I grabbed a couple of shots, ensuring I didn’t blow out the highlights (thinking back to Sean Tucker’s excellent recent video called Protect your highlights) which is still quite easy to do on the little Sony RX100II. This meant that the shadows fell really dark, but I felt that was the point of a photo like this one. With the dramatic dark cloud behind the peaks, my idea was to produce something “moody”, maybe a little ominous, in contrast with my photo of the Lions from Hollyburn a couple of weeks ago which had a more ethereal feel to it. I’m not sure I entirely succeeded with the processing I went with – perhaps I should have increased the contrast even more, especially in the mid-tones. I may re-edit the photo for the Flickr version.
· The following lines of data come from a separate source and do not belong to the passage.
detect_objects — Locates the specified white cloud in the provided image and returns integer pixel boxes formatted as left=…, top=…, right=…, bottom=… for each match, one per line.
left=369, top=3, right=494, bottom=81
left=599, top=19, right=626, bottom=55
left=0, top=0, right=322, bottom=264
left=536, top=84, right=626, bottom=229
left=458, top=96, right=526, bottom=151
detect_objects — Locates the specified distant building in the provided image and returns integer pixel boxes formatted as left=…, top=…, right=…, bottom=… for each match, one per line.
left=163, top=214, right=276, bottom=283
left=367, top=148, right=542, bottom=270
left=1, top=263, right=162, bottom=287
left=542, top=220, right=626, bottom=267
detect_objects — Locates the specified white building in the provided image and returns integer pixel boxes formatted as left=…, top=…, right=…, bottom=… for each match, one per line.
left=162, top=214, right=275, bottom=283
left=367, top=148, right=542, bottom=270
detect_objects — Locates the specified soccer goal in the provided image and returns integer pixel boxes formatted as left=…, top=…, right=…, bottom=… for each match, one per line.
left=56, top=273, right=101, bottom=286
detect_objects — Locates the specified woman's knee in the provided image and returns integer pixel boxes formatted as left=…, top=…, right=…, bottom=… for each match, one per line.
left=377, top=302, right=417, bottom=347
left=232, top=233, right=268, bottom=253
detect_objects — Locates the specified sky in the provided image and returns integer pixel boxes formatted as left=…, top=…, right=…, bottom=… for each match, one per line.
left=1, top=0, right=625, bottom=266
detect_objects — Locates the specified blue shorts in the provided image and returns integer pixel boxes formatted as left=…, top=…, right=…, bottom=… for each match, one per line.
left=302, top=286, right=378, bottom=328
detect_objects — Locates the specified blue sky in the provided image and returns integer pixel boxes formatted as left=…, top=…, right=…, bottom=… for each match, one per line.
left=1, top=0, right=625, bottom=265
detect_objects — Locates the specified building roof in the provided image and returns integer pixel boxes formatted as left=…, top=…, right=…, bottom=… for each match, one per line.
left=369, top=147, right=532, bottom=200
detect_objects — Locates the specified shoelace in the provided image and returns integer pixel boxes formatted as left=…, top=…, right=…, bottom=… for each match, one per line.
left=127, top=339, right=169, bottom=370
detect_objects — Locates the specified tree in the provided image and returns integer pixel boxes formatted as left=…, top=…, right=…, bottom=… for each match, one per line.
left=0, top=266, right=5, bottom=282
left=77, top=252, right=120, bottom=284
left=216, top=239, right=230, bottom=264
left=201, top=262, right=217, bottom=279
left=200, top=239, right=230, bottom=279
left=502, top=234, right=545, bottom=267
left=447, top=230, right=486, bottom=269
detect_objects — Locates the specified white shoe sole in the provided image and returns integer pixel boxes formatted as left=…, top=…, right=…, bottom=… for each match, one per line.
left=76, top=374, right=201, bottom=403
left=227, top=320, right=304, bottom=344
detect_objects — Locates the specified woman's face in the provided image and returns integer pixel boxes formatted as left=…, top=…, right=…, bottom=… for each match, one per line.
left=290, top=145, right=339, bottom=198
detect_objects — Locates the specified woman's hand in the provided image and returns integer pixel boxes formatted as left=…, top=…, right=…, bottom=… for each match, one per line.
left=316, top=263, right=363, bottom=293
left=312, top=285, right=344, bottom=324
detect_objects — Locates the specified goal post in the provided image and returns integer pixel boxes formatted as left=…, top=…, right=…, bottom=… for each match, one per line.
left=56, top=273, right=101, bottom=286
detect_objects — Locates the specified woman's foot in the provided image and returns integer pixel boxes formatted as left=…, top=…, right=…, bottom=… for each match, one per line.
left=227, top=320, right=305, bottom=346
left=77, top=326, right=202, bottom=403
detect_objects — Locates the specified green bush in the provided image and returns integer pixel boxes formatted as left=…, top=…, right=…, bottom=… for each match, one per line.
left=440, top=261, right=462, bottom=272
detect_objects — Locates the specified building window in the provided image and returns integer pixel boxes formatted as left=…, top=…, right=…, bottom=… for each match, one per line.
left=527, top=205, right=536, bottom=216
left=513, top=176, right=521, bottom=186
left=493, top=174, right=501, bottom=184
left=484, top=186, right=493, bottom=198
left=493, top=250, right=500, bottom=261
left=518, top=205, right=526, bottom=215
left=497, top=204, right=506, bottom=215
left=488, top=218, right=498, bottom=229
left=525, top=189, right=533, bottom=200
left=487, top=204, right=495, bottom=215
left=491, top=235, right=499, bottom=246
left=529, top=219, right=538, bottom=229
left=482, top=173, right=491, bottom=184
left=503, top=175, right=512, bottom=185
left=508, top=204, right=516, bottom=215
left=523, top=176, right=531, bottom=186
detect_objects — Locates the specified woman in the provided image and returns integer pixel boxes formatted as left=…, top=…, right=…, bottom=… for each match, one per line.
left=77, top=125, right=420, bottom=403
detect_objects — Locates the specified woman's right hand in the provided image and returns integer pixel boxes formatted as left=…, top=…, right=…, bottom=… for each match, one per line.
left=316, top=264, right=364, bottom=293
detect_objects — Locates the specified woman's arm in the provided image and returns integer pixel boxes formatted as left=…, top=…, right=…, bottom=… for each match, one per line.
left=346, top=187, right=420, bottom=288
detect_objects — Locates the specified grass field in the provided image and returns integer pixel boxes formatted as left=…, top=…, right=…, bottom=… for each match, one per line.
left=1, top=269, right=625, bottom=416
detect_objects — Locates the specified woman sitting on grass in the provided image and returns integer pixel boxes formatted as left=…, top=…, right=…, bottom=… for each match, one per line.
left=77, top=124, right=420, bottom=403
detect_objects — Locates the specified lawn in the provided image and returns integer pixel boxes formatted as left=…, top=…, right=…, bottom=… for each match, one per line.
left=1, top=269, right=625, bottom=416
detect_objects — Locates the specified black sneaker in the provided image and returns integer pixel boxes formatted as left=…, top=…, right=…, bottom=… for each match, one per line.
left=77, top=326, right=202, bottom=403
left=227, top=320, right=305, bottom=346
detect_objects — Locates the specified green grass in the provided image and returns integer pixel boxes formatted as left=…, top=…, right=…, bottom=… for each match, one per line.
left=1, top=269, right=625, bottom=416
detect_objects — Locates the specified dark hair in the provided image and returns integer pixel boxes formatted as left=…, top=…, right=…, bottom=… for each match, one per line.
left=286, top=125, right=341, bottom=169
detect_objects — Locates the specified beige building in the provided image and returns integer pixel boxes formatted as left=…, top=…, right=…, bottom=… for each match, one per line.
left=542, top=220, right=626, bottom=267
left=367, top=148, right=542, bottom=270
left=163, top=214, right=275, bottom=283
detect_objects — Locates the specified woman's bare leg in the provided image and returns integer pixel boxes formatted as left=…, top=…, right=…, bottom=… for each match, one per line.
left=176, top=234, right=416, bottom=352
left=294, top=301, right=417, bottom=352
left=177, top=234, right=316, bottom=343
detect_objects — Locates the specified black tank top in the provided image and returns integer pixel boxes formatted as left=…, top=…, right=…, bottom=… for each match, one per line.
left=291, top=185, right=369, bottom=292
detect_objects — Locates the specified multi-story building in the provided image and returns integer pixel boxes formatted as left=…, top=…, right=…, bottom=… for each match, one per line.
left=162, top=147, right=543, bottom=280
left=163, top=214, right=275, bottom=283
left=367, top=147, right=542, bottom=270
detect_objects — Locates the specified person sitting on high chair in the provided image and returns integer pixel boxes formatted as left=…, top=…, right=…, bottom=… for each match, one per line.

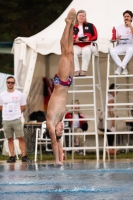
left=110, top=10, right=133, bottom=75
left=73, top=10, right=98, bottom=76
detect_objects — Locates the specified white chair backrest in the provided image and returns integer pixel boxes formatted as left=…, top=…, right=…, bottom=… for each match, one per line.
left=40, top=121, right=47, bottom=138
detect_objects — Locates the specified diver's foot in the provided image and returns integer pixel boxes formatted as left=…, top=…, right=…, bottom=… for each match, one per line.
left=65, top=8, right=76, bottom=24
left=54, top=162, right=63, bottom=167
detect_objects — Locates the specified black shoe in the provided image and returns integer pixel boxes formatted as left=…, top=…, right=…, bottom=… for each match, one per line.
left=22, top=156, right=32, bottom=163
left=7, top=156, right=16, bottom=163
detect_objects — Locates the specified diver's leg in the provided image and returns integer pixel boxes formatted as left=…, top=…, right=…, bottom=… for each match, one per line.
left=57, top=9, right=76, bottom=79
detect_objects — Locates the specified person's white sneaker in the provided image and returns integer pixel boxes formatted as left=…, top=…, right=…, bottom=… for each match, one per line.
left=121, top=68, right=128, bottom=75
left=115, top=67, right=122, bottom=75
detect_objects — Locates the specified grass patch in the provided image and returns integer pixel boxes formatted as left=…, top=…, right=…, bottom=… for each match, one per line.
left=0, top=151, right=133, bottom=162
left=0, top=151, right=133, bottom=161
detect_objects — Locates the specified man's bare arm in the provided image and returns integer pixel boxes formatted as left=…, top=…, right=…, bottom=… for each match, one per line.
left=20, top=105, right=26, bottom=113
left=108, top=99, right=115, bottom=127
left=0, top=106, right=2, bottom=111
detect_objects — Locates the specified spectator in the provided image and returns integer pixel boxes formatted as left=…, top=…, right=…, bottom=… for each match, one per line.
left=65, top=100, right=88, bottom=154
left=0, top=76, right=31, bottom=163
left=98, top=83, right=118, bottom=154
left=110, top=10, right=133, bottom=75
left=131, top=107, right=133, bottom=117
left=130, top=107, right=133, bottom=132
left=73, top=10, right=98, bottom=76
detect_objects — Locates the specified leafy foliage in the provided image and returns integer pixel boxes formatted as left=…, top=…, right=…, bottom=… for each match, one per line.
left=0, top=0, right=72, bottom=40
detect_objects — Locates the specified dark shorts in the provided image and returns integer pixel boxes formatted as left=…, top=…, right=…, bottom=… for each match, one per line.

Still, I like the way the clouds rise up over the summit of Brunswick, keeping their distance as if giving it some respect, and the gleaming white snow does look good against the dark background. And every time I look at Brunswick, I’m transported to the wonderful day we had up there.
The nearly-full moon shines through the clouds above Cox Bay beach on New Year’s Eve. Hoping for clear skies next week to see the full moon, and maybe the lunar eclipse too – if I can wake up early enough…
Wasn’t it only yesterday that I was saying I don’t take many photos of the moon these days? Well, technically this isn’t a moon photo; it’s a cloud photo with the moon merely providing the light. I really like the crepuscular rays from the moonlight shining through gaps in the clouds, as well as the colourful iridescence. It almost looks like a photo of a distant nebula out in the Galaxy…
The weather forecast doesn’t look good for the full moon next week, but if it’s clear then I might try and drag myself out to see the early-morning lunar eclipse. I’d love to catch the moonrise like last year but there’s this thing called “work” that prevents that from happening this year. It’s about time I tried another timelapse though…
It takes a good sunset to entice me to take its picture these days – or maybe it was just the novelty of actually seeing a sunset? Either way, I love the patterns on the underside of the clouds highlighted in pink.
I almost didn’t bother. I’ve been a bit out of sorts with photography lately, and just haven’t felt like picking up the camera or even looking through past photos (the gloomy weather may have had something to do with that). Yesterday we had a foggy walk along the seawall in English Bay and Stanley Park and I took the camera for the first time in a while; I even got a few photos I like (the highlight was the otter sighting). Earlier today I was doing some camera shopping in the hope of finding an upgrade to the DSLR I’ve been carrying since 2009. Perhaps between the two it gave me a bit more inspiration to look for photographs again. In any case I figured I had nothing to lose by taking this photo, so why not?
As I sized it up I immediately envisaged it working as a square crop which meant only one thing: after nearly a month, I finally felt like posting something on Instagram! I like the way the view is divided into four sections – the black horizon, the sunset glow, the lit clouds, and the blue sky above – even though they’re not equal, as well as the pattern of pink on the clouds. And I’m pretty sure I don’t have another sunset photo like this one, so I’m quite happy with it.